JPMorgan earnings updated with more detail on specific business earnings and management commentary.
- JPMorgan Chase reported a profit of $4.26 billion, or $1.02 per share.
- Revenues was flat at $24.36 billion.
- Analysts expected an EPS of 91 cents per share on revenues of $23.39 billion
NEW YORK (TheStreet) -- JPMorgan Chase (JPM) delivered a mixed third-quarter earnings report Thursday, reporting solid loan growth but a decline in core profitability amid a challenging investment banking and capital markets environment.
The second largest bank by assets kicked off the sector's earnings season, reporting a net income of $4.26 billion or $1.02 per share on a managed basis compared to a year-ago net income of $4.42 billion or $1.02 per share and a second quarter net income of $5.43 billion or $1.23 per share.

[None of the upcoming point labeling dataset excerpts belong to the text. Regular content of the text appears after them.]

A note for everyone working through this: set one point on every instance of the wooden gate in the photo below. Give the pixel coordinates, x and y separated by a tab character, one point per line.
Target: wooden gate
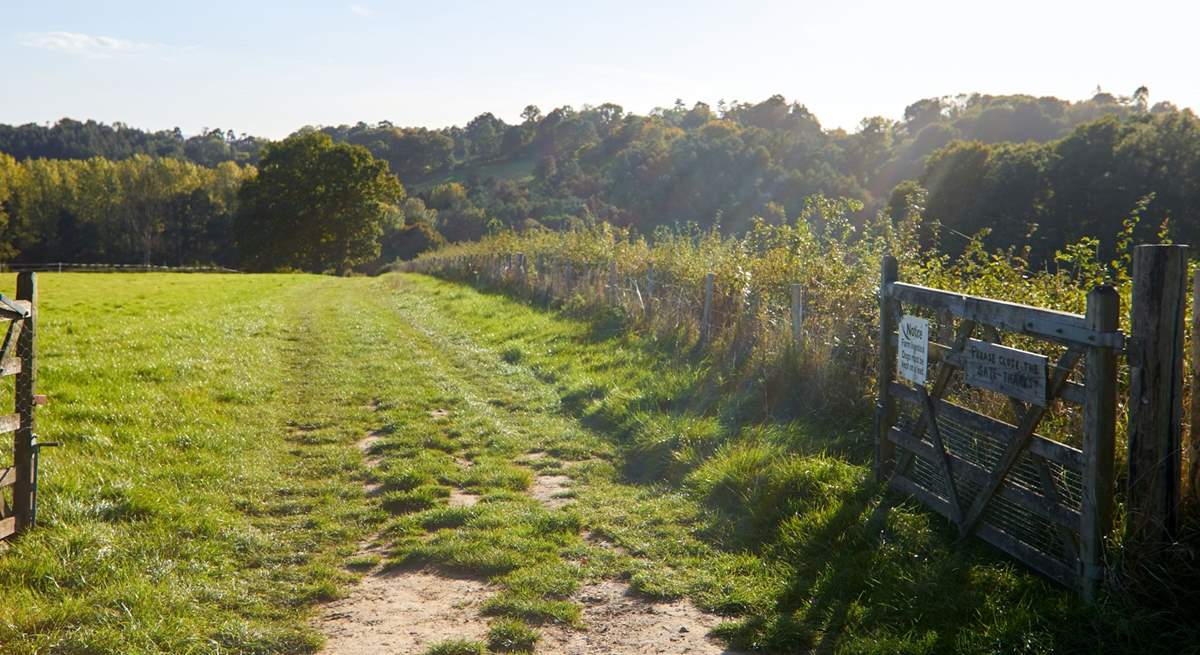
1047	502
18	481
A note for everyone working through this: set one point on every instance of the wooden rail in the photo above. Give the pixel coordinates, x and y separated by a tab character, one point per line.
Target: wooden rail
18	358
983	467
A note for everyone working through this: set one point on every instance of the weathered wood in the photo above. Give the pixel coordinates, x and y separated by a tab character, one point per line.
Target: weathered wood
1007	371
1039	445
1099	437
1072	392
27	384
886	371
797	316
706	320
994	535
613	283
1156	394
942	458
10	422
1012	491
1018	445
1193	445
1012	317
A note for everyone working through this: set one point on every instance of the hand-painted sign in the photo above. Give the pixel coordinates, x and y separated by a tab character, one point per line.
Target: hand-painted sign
1007	371
912	355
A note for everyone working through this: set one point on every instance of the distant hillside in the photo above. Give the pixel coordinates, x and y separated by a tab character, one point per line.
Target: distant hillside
972	161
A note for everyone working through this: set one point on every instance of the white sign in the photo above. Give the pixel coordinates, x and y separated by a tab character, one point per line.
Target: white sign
912	356
1007	371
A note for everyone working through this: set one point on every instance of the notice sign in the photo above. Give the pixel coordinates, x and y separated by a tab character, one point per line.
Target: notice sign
1007	371
912	355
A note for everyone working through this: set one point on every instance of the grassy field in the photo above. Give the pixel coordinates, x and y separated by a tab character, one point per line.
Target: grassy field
508	169
209	494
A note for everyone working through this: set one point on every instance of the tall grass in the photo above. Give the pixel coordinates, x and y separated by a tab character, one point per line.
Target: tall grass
655	284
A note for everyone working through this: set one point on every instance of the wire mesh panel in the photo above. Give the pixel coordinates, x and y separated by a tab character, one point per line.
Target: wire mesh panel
1011	444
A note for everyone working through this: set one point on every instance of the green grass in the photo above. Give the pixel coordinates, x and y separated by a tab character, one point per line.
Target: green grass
508	169
209	494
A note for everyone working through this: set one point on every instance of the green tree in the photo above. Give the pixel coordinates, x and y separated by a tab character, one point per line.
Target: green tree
315	205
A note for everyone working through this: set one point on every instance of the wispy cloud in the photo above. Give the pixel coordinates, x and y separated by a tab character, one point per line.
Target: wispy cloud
82	44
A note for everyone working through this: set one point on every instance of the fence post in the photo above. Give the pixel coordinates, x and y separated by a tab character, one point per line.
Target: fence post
649	293
613	283
797	317
1156	395
1099	438
1193	445
706	322
886	406
27	383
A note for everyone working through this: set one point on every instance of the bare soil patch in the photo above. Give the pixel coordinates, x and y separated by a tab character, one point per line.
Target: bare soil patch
546	490
460	498
619	622
403	613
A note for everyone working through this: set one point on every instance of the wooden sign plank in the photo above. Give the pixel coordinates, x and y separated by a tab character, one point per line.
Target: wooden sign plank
1015	373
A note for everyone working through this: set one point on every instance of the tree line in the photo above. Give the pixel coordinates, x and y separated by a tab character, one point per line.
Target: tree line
1011	166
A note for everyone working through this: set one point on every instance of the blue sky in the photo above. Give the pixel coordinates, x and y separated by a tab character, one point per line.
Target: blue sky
268	67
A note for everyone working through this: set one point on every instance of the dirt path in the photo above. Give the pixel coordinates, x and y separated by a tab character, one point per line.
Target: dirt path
401	612
617	619
406	612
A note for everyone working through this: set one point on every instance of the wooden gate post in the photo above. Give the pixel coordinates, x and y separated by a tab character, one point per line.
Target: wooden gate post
706	319
649	293
1099	438
798	317
1193	445
886	406
613	283
27	383
1156	394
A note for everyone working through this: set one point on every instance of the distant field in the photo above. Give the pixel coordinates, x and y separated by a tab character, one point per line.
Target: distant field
514	169
210	493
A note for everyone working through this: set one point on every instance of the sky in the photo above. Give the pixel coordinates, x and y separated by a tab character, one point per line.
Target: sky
268	67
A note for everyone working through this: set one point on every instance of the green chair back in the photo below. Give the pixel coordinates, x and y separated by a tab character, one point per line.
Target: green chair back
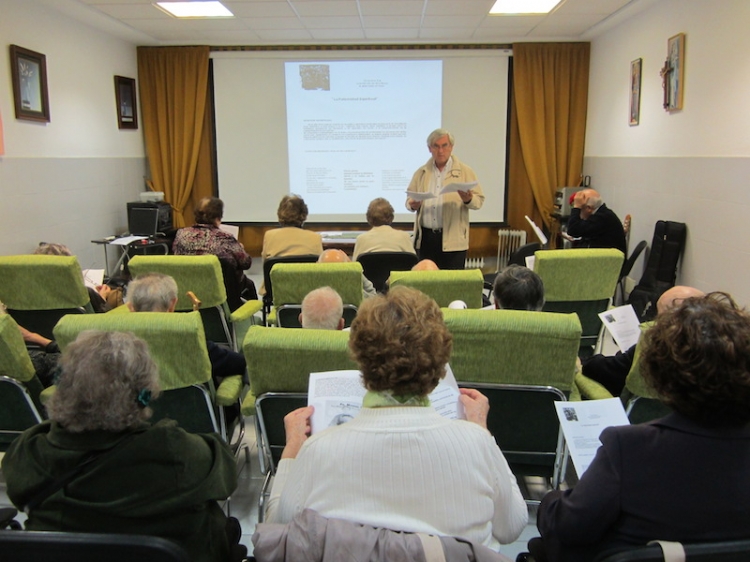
199	274
514	347
281	359
292	281
38	290
176	342
445	286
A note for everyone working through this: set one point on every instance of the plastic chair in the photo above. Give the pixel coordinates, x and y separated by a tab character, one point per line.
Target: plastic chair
20	408
268	282
581	281
445	286
377	266
26	546
38	290
530	358
177	345
280	360
201	275
293	281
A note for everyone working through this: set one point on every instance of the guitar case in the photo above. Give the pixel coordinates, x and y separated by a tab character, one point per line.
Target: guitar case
660	273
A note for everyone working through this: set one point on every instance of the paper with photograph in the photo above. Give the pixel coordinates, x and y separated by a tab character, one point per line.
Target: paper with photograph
583	422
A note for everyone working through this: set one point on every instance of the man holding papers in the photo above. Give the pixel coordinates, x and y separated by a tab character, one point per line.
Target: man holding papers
398	464
442	192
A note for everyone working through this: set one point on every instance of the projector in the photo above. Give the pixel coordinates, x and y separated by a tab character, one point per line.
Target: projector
152	196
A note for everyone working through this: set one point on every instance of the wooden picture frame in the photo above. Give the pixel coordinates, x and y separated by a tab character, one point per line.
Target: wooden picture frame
29	73
635	92
673	73
125	98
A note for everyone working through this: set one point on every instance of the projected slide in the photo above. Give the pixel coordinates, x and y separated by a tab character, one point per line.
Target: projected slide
356	128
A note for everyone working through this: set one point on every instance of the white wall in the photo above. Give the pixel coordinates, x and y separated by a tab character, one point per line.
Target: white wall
690	166
67	180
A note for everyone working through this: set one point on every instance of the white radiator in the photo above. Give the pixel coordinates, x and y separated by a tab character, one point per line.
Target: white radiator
509	241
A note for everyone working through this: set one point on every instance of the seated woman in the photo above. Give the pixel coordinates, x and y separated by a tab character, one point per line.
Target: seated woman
98	466
205	237
382	237
399	464
685	477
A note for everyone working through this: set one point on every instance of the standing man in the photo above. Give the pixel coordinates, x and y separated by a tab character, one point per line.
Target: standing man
441	227
594	225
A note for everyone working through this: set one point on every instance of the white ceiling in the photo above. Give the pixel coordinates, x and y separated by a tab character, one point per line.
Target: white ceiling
296	22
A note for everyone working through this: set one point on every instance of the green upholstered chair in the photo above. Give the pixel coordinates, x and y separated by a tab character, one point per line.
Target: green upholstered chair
524	361
19	387
581	281
292	282
202	276
445	286
279	362
177	345
39	290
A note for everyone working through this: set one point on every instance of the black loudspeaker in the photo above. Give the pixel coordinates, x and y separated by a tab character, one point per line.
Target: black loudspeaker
148	219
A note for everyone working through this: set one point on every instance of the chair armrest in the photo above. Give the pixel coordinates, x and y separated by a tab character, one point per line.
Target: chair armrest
589	389
229	391
248	404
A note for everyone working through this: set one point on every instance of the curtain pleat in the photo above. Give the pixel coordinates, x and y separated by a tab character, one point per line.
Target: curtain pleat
548	125
173	85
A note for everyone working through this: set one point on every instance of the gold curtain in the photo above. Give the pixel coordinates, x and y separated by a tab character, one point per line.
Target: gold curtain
548	126
173	85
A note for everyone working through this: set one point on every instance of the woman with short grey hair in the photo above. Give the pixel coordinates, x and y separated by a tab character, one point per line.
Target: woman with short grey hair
98	466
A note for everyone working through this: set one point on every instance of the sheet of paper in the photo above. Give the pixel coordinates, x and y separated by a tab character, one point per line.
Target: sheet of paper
583	422
337	397
93	277
125	240
230	229
420	195
537	231
622	323
454	187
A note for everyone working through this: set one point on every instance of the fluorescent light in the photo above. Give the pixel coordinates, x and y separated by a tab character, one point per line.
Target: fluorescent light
195	9
523	6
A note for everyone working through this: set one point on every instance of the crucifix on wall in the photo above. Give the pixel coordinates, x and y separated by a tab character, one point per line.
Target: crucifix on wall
673	73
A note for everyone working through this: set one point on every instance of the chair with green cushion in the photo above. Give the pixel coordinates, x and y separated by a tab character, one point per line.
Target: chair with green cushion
177	344
292	282
39	290
202	276
279	362
533	355
581	281
19	387
445	286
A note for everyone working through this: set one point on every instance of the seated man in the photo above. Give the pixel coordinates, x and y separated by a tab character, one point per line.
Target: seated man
322	309
156	292
518	288
611	371
339	256
593	225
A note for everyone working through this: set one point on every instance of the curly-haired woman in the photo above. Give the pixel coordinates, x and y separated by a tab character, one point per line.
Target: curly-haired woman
685	477
399	464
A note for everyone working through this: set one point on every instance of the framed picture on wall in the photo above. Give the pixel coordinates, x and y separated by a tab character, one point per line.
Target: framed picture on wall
673	73
127	109
635	91
29	73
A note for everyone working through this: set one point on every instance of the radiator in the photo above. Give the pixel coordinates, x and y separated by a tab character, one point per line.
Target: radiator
508	242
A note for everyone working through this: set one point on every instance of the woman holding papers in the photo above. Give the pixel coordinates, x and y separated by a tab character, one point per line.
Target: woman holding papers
399	464
685	477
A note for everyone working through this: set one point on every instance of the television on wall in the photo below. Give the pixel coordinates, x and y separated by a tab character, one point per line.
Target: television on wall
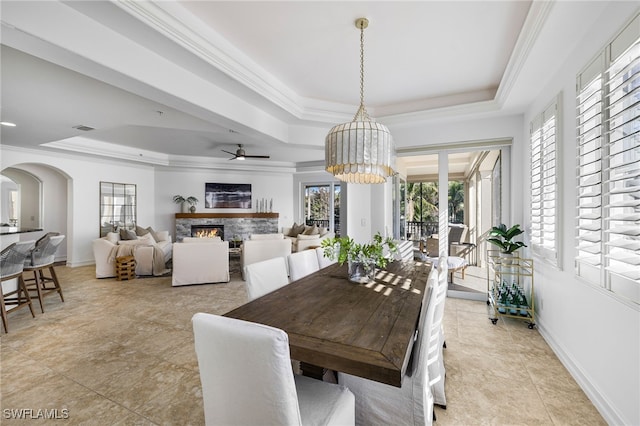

Revenues came in at $24.36 billion, a 11% decline from the second quarter revenue of $27.41 billion but little changed from $24.33 billion reported during the third quarter of 2010.Analysts had expected JPMorgan to report an earnings per share of 91 cents on revenues of $23.39 billion, according to consensus estimates from Thomson Reuters. Still, the initial reaction to the earnings was lukewarm, given the quality of the beat. The bank reported accounting gain of $1.9 billion, or 29 cents per share, from the decline in the value of its own debt, which helped offset a $542 million pre-tax loss from its private equity business and an additional $1 billion in pre-tax litigation expenses. Pre-provision profit, a measure of a bank's profitability, fell 11% year-on-year and declined by 16% on a sequential basis. Non-interest expenses increased 8% over the year-ago period to $15.53 billion. The bank's performance on credit quality was also mixed, with provision for credit losses seeing a 25% decrease over the year-ago quarter but a 33% increase on a sequential basis. CFO Doug Braunstein said during the conference call with the media that the overall credit story was still positive but that the management remained cautious on trends in home lending. Loan loss reserves remained unchanged during the quarter, reflecting that caution. The bank also said it does not expect significant improvements in the charge-off rates in the near-term. True to earlier guidance, fees from investment banking declined to $1 billion from $1.9 billion in the second quarter and $1.5 billion in the year-ago period, with revenues declining across its advisory, equity and debt underwriting businesses.